By Johan Sennero and Sven Nordenstam
STOCKHOLM (Reuters) - Swedish police on Thursday identified the suspect in a manhunt launched after the country raised its terror threat assessment to the highest level ever.
Security has been stepped up around possible targets such as main railway stations and the parliament.
Security services said on Wednesday they had concrete information about a possible attack on Sweden, days after the Islamist militant attacks in Paris that killed 129 people.
Pictures of the suspect, identified as Mutar Muthanna Majid, have been distributed to police around the country. Media published a grainy picture of a smiling, bearded young man dressed in dark clothing.
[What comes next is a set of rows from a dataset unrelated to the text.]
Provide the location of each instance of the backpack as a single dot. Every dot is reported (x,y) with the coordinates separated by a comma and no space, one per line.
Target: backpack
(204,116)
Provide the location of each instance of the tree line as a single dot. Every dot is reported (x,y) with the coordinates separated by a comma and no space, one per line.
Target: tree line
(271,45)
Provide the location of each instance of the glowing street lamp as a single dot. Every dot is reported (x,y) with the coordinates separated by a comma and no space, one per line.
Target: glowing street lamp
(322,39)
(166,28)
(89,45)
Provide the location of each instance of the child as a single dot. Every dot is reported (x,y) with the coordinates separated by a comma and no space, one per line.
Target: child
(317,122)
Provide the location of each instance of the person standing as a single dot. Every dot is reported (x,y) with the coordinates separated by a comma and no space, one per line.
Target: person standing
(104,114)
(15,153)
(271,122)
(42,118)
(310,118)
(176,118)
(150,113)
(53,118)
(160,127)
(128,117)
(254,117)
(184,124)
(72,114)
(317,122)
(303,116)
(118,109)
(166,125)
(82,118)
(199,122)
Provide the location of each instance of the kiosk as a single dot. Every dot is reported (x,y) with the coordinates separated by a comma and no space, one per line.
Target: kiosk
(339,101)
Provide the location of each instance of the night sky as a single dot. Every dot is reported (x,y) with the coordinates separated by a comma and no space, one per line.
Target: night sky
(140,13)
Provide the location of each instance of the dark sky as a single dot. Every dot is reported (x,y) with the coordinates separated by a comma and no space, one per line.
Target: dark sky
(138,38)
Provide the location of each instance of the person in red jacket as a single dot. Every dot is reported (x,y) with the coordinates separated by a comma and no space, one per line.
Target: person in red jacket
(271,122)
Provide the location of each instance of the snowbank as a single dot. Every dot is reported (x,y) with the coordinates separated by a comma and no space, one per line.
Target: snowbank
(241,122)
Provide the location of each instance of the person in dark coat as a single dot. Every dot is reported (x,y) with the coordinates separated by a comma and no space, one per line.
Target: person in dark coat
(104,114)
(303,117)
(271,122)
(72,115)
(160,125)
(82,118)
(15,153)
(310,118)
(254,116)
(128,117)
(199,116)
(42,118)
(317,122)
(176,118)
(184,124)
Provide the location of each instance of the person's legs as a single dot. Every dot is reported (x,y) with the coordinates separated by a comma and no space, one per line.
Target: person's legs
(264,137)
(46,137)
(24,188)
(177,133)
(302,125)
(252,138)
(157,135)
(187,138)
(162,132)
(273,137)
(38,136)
"That is the picture we are working with," police spokeswoman Malin Nafver said, referring any further questions about the man to security services.
Citing unidentified police sources, public service television SVT reported the suspect was of Iraqi origin and about 25-years-old. Tabloid Expressen reported Majid was a member of Islamic State.
Police raised their presence at public and strategic locations around the country as the alert went out, including sites such as government buildings, foreign embassies and some media outlets.
Five police vehicles were parked outside Stockholm's central station but the visible police presence was minimal inside the building.
Stockholm public transit authority spokesperson Christian Hoffmann said fewer people than normal were using trains and subways in the capital.
"There aren't many people on the subway - I don't recognize my Stockholm," tweeted Camilla Kvartoft, a news anchor at public television station SVT.
Gefle Dagblad, a newspaper in eastern Sweden which published a series of investigative articles about militant Islamism and received a bomb threat in September, was among newspapers to which police had deployed patrols, its publisher told Reuters.
Lena Posner Korosi, president of the council of Jewish communities in Sweden, said evening activities such as sports training for youths were canceled in Stockholm, Gothenburg and Malmo after discussions with police and security police.
On Wednesday, security police raised their assessment of the threat to Sweden by one step, to four on a scale of five - indicating a high risk of an attack.
They issued an arrest warrant for one person suspected of preparing to carry out terror crimes in Sweden.
Over the last few years, Sweden has participated in NATO missions in Afghanistan and is training Kurdish forces in Iraq, moves that have changed its traditional image of neutrality.
The last militant attack in Sweden took place in 2010 when a suicide bomber died when his bomb belt went off prematurely in central Stockholm as he was getting ready to attack a train station or department store during the Christmas shopping rush.